La Commission nationale consultative des droits de l’homme (CNCDH), qui a rendu public, mardi 12 avril, son 20e rapport annuel sur le racisme, a mis en avant une nouvelle notion : « le racisme compréhensif ». Epais de 430 pages et consacré à l’année 2010, ce document pointe les personnes se déclarant « non racistes mais comprenant très bien que les autres le soient ».
Pour cela, la Commission se fonde sur un sondage et sur une enquête qualitative. Le premier a été réalisé par l’institut CSA entre les 11 et 14 janvier 2011, auprès de 979 personnes âgées de 18 ans et plus. L’enquête qualitative a, elle, été conduite par l’institut TNS-Sofres sur la base de 30 entretiens individuels semi-directifs en face-à-face d’une heure et demie, entre le 9 et le 14 décembre 2010.
D’après le sondage mené par l’institut CSA, si les préoccupations économiques constituent, comme en 2009, les premières préoccupations des Français, l’insécurité, le terrorisme et la drogue ont vu leur intérêt énormément augmenter. L’insécurité est le premier souci de 28 % des sondés (+6 points par rapport à 2009), le terrorisme, cité par 26 % des personnes interrogées, a augmenté de 15 points, et la drogue, citée par 15 % des sondés, a gagné cinq points.
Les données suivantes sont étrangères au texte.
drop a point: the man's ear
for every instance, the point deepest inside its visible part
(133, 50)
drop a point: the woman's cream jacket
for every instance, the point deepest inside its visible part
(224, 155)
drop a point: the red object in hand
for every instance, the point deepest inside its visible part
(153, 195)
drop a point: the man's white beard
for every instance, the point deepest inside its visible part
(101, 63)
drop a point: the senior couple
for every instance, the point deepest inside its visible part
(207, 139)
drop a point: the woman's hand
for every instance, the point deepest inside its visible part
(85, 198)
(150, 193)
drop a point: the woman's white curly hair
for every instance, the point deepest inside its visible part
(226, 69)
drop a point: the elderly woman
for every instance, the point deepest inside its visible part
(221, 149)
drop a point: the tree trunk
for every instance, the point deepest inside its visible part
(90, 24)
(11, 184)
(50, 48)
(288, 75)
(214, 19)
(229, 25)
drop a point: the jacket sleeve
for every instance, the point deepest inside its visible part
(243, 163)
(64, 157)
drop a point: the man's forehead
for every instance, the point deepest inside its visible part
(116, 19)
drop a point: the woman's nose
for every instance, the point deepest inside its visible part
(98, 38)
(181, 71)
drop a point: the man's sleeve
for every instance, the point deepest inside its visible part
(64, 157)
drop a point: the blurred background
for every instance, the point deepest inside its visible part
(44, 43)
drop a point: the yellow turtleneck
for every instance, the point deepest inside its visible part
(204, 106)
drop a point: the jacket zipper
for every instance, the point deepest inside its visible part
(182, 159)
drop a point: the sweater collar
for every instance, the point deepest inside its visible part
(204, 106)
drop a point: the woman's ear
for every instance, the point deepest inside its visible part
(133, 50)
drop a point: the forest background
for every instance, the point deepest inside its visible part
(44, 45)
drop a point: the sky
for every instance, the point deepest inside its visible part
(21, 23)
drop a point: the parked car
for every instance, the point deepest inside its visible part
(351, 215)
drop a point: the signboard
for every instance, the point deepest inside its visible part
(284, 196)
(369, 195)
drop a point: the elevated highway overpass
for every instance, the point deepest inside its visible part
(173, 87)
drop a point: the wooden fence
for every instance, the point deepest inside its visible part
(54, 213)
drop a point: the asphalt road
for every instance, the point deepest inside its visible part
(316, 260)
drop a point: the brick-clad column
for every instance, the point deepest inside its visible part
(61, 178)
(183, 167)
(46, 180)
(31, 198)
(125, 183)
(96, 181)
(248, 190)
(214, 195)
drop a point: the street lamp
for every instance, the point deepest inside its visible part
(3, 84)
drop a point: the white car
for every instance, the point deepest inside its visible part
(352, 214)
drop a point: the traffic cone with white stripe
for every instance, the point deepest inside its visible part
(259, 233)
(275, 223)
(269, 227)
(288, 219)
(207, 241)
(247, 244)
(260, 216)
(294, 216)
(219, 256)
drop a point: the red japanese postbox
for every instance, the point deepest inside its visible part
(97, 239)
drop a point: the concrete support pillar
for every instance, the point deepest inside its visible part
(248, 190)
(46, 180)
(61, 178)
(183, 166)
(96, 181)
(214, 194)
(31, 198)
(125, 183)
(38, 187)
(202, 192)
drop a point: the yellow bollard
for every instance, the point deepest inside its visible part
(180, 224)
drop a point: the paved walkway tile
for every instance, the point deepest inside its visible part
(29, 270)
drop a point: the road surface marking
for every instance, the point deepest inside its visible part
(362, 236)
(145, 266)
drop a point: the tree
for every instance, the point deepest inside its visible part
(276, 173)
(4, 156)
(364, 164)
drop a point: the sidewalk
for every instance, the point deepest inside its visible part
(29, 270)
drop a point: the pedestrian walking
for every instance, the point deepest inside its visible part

LA « VISION COMMUNAUTAIRE » REGAGNE DU TERRAIN
Ce sondage, réalisé annuellement afin d’établir l’évolution du racisme sur le long terme, montre que la « vision communautaire » de la société française a aussi tendance à regagner du terrain alors qu’elle en perdait jusque-là. La quasi-totalité des « groupes » testés est perçue comme « constituant un groupe à part ». Les plus isolés sont les « gens du voyage » : 72 % des personnes interrogées les considèrent « à part » (+3 points par rapport à 2009). Suivent les musulmans (48 %, +4 points) et les maghrébins (35 %, +2 points).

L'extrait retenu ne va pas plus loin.